8/VIII–1944 года был ранен в левую руку. До 17/XI–1944 г. был в госпитале, вначале прифронтовом, а потом в г. Вильно. 17/XI–1944 г. выписался из госпиталя и зачислен в 558-й стрелковый полк 159-й стрелковой дивизии командиром 82-миллиметрового миномета. С данной частью участвовал в боях, на подступах к Кенигсбергу (Калининград). Был ранен 5/II–1945 г. в правую руку выше локтя и левую ногу с повреждением кости коленного сустава. Был эвакуирован в госпиталь г. Тулы, где находился на излечении по 21/VI–45 г.
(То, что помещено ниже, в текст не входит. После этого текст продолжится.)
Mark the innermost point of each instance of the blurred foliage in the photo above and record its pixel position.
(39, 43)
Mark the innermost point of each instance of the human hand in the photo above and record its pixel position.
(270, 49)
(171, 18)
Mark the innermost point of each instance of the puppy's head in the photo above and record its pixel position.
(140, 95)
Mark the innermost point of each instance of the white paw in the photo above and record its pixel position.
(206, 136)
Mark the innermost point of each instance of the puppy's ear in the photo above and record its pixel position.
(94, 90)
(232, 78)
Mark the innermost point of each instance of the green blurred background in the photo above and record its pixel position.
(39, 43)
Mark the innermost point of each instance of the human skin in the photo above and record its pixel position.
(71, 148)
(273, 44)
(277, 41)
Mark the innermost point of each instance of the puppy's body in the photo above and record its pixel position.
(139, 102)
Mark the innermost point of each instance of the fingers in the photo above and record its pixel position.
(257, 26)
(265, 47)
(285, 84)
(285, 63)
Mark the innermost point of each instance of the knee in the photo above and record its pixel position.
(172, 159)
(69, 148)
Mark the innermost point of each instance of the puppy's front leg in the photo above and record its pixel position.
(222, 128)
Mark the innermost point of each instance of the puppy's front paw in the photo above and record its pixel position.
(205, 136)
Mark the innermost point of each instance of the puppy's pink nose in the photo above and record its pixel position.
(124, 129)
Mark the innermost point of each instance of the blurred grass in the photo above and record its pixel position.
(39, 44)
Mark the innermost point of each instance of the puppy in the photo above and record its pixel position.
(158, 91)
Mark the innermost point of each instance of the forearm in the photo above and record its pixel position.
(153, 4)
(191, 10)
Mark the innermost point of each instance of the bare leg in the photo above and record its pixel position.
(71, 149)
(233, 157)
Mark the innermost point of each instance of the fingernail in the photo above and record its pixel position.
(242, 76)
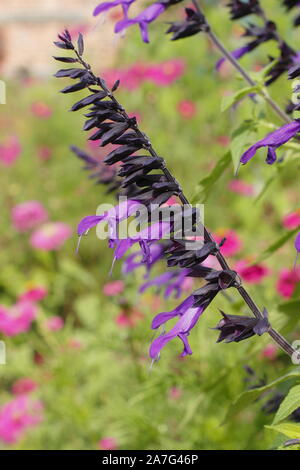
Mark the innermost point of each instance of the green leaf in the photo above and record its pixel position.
(245, 398)
(229, 101)
(290, 308)
(242, 138)
(277, 244)
(289, 404)
(206, 185)
(288, 429)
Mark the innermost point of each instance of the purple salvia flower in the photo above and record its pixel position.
(145, 238)
(171, 280)
(272, 141)
(113, 216)
(297, 246)
(135, 260)
(105, 6)
(189, 316)
(143, 19)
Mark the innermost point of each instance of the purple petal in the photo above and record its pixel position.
(124, 24)
(297, 243)
(88, 222)
(271, 156)
(274, 139)
(186, 347)
(144, 31)
(105, 6)
(162, 318)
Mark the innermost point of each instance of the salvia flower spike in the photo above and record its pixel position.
(110, 122)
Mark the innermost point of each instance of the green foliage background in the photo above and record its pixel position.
(105, 388)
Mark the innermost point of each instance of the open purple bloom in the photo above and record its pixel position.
(273, 141)
(189, 316)
(143, 19)
(113, 216)
(171, 280)
(105, 6)
(145, 238)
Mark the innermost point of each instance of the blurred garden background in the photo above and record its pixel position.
(77, 372)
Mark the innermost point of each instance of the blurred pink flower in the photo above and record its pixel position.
(187, 109)
(17, 319)
(223, 140)
(23, 386)
(241, 187)
(113, 288)
(270, 352)
(132, 77)
(252, 273)
(292, 220)
(50, 236)
(28, 215)
(175, 393)
(232, 244)
(128, 319)
(166, 72)
(10, 151)
(108, 443)
(75, 30)
(34, 294)
(54, 323)
(45, 153)
(41, 110)
(17, 416)
(75, 343)
(287, 282)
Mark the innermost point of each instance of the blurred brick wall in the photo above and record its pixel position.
(28, 28)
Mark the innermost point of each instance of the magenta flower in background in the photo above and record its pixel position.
(44, 153)
(105, 6)
(241, 187)
(27, 215)
(251, 273)
(232, 243)
(292, 220)
(34, 294)
(54, 323)
(129, 318)
(50, 236)
(287, 282)
(113, 288)
(17, 416)
(17, 319)
(273, 141)
(175, 393)
(23, 386)
(41, 110)
(187, 109)
(142, 19)
(10, 151)
(108, 443)
(166, 72)
(297, 246)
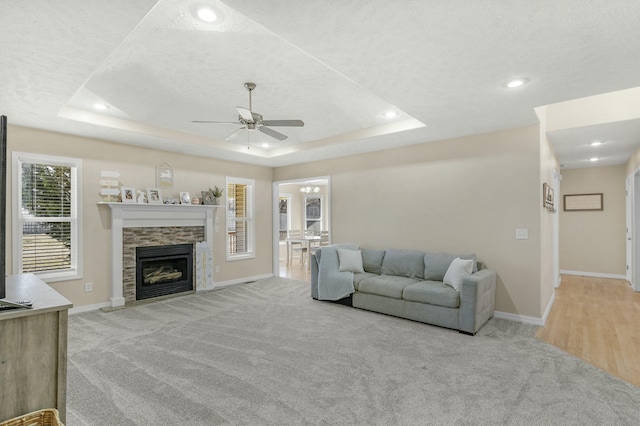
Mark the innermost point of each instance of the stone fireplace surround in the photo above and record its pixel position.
(155, 216)
(147, 237)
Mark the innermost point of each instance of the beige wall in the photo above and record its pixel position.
(633, 163)
(549, 174)
(137, 168)
(594, 241)
(460, 195)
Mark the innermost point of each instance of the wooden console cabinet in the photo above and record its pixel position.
(33, 349)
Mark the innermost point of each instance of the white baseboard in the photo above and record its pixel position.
(594, 274)
(525, 319)
(88, 308)
(219, 284)
(519, 318)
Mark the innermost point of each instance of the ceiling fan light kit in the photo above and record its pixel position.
(250, 121)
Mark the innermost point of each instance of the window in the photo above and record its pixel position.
(284, 201)
(240, 221)
(313, 213)
(46, 216)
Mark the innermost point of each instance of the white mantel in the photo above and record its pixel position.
(133, 215)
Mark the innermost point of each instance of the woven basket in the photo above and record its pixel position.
(48, 417)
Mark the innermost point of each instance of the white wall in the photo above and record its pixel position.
(594, 241)
(460, 195)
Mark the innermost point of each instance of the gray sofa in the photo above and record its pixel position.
(407, 284)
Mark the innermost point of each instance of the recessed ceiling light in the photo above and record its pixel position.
(207, 14)
(516, 83)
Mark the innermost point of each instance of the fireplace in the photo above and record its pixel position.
(162, 270)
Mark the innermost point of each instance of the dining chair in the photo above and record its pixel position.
(296, 246)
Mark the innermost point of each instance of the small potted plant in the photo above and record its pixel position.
(216, 192)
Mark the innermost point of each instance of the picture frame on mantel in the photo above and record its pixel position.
(154, 196)
(128, 194)
(164, 176)
(185, 198)
(207, 198)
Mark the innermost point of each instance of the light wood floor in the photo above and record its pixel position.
(598, 321)
(594, 319)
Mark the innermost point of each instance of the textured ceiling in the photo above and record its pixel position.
(336, 65)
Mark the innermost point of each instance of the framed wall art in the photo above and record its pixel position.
(128, 194)
(164, 176)
(207, 198)
(154, 196)
(185, 198)
(583, 202)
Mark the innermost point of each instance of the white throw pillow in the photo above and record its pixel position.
(350, 261)
(458, 269)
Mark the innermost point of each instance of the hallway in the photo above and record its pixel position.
(597, 320)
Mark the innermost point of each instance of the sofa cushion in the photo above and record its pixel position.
(350, 261)
(372, 260)
(385, 285)
(437, 264)
(404, 263)
(458, 269)
(433, 293)
(359, 277)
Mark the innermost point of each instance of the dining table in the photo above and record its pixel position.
(306, 243)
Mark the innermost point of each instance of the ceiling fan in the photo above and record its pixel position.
(250, 120)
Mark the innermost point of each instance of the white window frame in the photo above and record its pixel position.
(75, 270)
(250, 219)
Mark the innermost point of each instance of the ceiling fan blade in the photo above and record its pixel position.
(245, 114)
(215, 122)
(235, 134)
(287, 123)
(272, 133)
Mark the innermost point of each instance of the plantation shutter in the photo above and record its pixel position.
(238, 226)
(46, 216)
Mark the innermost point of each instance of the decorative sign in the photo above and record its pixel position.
(109, 187)
(164, 176)
(583, 202)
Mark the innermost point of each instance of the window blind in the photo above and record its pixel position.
(46, 216)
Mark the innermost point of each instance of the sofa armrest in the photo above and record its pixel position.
(477, 300)
(314, 274)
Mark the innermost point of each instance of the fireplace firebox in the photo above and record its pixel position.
(162, 270)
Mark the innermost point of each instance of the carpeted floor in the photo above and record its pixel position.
(265, 353)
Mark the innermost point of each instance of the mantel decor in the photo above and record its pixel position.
(583, 202)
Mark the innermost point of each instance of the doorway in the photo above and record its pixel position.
(302, 208)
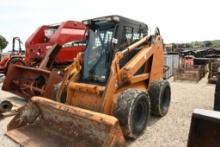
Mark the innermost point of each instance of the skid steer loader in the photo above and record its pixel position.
(111, 91)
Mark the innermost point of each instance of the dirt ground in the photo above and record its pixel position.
(169, 131)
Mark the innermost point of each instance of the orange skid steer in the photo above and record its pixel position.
(111, 93)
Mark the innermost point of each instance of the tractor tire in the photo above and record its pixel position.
(160, 96)
(54, 93)
(14, 61)
(133, 112)
(217, 93)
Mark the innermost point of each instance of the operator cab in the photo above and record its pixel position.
(106, 36)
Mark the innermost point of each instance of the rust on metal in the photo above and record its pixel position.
(44, 122)
(27, 82)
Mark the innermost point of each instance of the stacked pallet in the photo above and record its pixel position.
(194, 73)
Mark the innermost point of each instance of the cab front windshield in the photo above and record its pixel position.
(97, 54)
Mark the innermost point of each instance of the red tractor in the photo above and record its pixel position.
(69, 34)
(15, 56)
(42, 40)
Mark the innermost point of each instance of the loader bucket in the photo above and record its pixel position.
(43, 122)
(27, 82)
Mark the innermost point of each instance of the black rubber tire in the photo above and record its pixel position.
(133, 112)
(217, 94)
(54, 92)
(160, 96)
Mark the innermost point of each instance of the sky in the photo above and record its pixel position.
(179, 20)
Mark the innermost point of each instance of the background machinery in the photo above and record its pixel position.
(112, 88)
(43, 39)
(15, 56)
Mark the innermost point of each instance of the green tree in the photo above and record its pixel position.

4 июля 1945 г. прибыл домой. Потом ездил на курортное грязелечение – ст. Яны-Курган, Ташкентской ж. д. После возвращения с курорта, 23/Х–1945 г. поступил в Врачсанслужбу ж. д. на должность старшего бухгалтера, где работал в этой должности по 15/ХII–1945 г. С 15/ХII–1945 г. по 15/ХII–1948 г. работал инспектором-ревизором. По моей просьбе, в связи с болезненным состоянием ноги, связанным с постоянными разъездами, был переведен на должность ст. бухгалтера Врач-санслужбы Каз. ж. д., где и работал до настоящего времени, до пенсии.
Награжден:
Памятный знак "Ветеран 72-й гвардейской дивизии";
Медаль: За победу над Германией;
Медаль: 60 лет Вооруженных сил СССР;
Медаль: 30 лет победы в Великой Отечественной войне;
Медаль: 25 лет победы в Великой Отечественной войне;
Медаль: За освоение целинных земель;
Медаль: "За боевые заслуги";
Орден Отечественной войны I степени;
Медаль: Ветеран труда;
Орден Славы III степени:
Медаль: 40 лет победы в Великой Отечественной войне;
Медаль: "Ветеран 64-й армии".
Так вот, по-бухгалтерски строго и сухо, подводил итог своей жизни один из сотен тысяч солдат, получивших боевое крещение в междуречье Волги и Дона. Трудно сказать, почему Степан Романов перечень своих наград выстроил так, что орден "Отечественной войны I степени" и медаль "За боевые заслуги" оказались у него чуть ли не в самом конце столбца (в его послании они дадены именно так, столбиком, как стихотворные строки)? Это можно было бы отнести на счет солдатской скромности. Но могло случиться и так, что боевые награды отыскали воина уже спустя много лет после войны и оказались почти последними, полученными им. Я собирался уточнить это у самого Степана, да не успел: о смерти моего фронтового побратима, бойца-сталинградца, узнал от его сына, Владимира Степановича Романова. Теперь уже он, исполняя наказ отца, продолжает писать мне постоянно. И почерк у них оказался одинаковым. Переписка наша продолжается и сейчас, как бы указывая на непрерывную связь времен и поколений. О, сколько раз приглашал меня Степан погостить у него в Целинограде, бывшем Акмолинске, откуда вместе с ним полвека назад отправились, чтобы оказаться в огненной купели Сталинграда! Обещал, конечно, приехать. Но обязательно что-нибудь помешает. Теперь зовет, и так же настойчиво, его сын, оказавшийся вдруг для меня "чужестранцем", живущим на "чужбине", – не в Акмолинске, не в Целинограде, а в Акмоле (а город-то один и тот же!). Не придется ли на поездку к нему выправлять визу?..
О, дорогой мой Степан! Может, и хорошо, что не дожил ты до нынешних наших дней? Ей-богу, хорошо!..
Но я умолкаю, чтобы собраться с силами и продолжать мое повествование.